Release: July 17 Director: Andrew Bujalski Cast: Wiley Wiggins, Patrick Reister, Jim Lewis

It’s hard not to come at this one from a purely stylistic standpoint, because its look is so aggressively unique. Set in the world of early-’80s computer experts, Computer Chess is shot like a no-budget refugee from the era: ugly, smeary, full-frame black and white video, which appears to have been left on a shelf for the better part of the ensuing decades. The frames are filled with other aged technologies, from overhead projectors to the giant, desk-size computers at the story’s center, and the film’s throwback look and analog style help offset its genuine (though likable) peculiarity, occasional dry spots, and odd narrative loose ends.

The Act of Killing

Release: July 19 Director: Joshua Oppenheimer Cast: Documentary

The men who overthrew the Indonesian government and murdered over one million suspected Communists in the mid-‘60s still walk free in that country, and are celebrated as heroes — “war crimes are defined by the winners,” one explains. Director Joshua Oppenheimer doesn’t tell their shocking story in the standard fashion, however; he offered these paramilitaries and gangsters the opportunity to create their own reenactments of their crimes, in a variety of styles (gangster movie, Western, war film, and musical among them).

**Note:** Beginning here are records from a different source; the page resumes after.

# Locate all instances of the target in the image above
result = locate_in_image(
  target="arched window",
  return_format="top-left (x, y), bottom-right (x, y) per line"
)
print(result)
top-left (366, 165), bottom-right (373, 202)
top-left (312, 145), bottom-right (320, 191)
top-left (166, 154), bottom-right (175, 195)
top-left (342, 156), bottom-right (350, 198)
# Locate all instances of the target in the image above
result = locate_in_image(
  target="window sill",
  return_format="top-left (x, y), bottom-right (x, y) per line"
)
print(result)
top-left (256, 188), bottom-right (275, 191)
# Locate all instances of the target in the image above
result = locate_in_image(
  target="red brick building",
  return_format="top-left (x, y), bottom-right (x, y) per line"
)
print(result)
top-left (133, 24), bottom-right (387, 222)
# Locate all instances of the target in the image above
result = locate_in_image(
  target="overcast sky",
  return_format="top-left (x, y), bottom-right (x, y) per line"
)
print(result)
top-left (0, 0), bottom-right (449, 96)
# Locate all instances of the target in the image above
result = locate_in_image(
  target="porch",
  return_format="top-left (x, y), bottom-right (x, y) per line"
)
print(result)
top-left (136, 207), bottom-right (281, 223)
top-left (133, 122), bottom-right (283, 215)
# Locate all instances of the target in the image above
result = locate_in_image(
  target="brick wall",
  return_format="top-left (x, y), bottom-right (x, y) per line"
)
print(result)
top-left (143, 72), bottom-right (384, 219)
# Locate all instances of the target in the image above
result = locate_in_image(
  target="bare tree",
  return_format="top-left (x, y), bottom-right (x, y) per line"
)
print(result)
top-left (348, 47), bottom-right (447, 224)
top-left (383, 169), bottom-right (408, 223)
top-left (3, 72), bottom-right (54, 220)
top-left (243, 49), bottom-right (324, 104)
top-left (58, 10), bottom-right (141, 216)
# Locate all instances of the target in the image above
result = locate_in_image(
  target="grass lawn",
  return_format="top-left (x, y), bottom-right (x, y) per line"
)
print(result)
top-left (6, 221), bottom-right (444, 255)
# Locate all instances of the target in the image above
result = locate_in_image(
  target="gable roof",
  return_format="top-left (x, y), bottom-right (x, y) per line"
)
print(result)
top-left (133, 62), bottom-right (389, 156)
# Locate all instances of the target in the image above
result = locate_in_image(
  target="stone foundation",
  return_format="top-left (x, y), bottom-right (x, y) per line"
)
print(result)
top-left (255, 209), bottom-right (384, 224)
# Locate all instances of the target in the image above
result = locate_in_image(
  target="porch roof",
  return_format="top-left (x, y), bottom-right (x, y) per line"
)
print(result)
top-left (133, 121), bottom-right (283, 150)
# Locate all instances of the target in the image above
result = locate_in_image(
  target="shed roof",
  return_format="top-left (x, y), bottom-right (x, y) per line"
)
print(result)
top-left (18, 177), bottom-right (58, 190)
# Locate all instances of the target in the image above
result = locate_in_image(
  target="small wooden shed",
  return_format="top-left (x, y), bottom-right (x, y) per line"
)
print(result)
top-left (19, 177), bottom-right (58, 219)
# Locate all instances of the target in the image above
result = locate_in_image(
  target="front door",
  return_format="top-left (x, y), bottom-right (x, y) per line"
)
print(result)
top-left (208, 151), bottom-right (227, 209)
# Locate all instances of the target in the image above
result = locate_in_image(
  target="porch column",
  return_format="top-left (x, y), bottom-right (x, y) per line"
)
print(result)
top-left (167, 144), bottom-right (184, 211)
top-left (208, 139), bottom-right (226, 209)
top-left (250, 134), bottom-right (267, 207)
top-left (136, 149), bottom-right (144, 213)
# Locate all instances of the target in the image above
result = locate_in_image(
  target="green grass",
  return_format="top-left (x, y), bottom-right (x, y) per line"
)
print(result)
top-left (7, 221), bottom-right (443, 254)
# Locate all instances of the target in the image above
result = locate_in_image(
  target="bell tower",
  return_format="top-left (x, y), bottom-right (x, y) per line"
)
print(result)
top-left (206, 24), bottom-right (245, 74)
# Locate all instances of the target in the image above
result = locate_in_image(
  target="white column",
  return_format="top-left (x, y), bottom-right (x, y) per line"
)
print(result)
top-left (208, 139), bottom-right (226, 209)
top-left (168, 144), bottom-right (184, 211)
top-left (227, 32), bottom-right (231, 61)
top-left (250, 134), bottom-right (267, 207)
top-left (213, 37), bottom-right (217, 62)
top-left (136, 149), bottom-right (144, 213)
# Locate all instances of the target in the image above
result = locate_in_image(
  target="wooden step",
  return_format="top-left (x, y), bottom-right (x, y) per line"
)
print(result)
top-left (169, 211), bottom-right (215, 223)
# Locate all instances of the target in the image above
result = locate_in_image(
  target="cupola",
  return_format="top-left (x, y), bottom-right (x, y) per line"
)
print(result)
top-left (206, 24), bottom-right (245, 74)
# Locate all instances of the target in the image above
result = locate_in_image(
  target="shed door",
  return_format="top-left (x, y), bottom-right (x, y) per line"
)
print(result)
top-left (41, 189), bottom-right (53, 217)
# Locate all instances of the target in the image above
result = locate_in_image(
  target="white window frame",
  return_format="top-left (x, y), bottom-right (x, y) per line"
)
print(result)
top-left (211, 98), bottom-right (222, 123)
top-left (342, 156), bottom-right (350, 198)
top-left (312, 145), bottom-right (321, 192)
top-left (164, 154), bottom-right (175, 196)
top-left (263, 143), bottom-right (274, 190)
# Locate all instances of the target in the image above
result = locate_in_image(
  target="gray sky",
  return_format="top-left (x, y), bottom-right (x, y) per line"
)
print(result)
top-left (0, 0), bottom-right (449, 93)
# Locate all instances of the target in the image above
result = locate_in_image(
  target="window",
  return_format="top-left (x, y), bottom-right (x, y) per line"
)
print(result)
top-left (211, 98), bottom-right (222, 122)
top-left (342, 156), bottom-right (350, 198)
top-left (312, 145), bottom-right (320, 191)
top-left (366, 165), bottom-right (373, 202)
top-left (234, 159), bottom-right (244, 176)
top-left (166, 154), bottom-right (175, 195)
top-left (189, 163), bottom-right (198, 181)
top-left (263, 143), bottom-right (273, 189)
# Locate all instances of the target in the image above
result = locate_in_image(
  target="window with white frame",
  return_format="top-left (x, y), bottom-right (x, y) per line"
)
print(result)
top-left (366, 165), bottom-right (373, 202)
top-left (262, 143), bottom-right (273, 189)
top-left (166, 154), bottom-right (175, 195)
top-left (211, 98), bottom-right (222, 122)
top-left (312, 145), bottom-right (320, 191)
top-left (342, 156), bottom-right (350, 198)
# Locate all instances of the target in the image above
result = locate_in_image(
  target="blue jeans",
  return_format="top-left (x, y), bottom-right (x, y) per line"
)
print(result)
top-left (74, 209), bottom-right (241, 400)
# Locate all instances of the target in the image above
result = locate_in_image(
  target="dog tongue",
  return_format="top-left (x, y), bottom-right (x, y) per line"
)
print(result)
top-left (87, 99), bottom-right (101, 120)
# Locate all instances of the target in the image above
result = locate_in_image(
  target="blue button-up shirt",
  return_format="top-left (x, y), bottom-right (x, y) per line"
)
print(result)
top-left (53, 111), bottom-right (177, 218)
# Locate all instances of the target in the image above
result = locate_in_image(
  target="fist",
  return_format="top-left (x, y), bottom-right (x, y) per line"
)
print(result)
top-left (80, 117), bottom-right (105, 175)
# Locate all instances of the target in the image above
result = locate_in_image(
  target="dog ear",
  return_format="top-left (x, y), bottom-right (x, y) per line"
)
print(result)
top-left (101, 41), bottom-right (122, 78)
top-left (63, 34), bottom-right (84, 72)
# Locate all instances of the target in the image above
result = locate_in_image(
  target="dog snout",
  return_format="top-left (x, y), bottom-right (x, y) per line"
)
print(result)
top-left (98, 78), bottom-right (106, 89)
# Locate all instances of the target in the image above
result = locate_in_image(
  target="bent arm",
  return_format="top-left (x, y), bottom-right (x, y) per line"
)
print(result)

And he documents that process, capturing not only the chilling work of these amateur directors (one, to his sobbing grandchild: “Your acting was great, but stop crying… you’re embarrassing me”), but the way that the dramatizations eventually seem to reframe these crimes in the eyes of the unapologetic men who committed them. Disturbing, powerful, and modestly brilliant.


Release: July 19 Director: Gabriela Cowperthwaite Cast: Documentary

Gabriela Cowperthwaite’s powerful, troubling documentary is primarily focused on a February 2010 incident in which a SeaWorld trainer was killed by a performing whale. But she uses that merely as a starting point for a closer examination of the horrors of killer whales in performance environments, particularly at SeaWorld, with stories of heartbreaking family separation (both at capture and in the parks), shameful living conditions, and wildly truth-spinning corporate types. Ably assisted by horrifying footage and testimonials from former trainers, Blackfish is paced, scored, and structured like a thriller, and leaves the viewer stunned and infuriated.

Blue Jasmine

Release: July 26 Director: Woody Allen Cast: Cate Blanchett, Sally Hawkins, Alec Baldwin, Louis C.K., Peter Sarsgaard, Bobby Cannavale

The latest from Mr. Allen — one film a year, right on schedule — finds the notorious LA-phobe making a rare jaunt to the West Coast, following shafted divorcée Blanchett to San Francisco. The eclectic supporting cast includes Boardwalk Empire’s Cannavale and Michael Stuhlberg, new Allen favorite Baldwin, and in what sounds like the makings of a stand-up comedy exchange program, Louis C.K. and Andrew Dice Clay.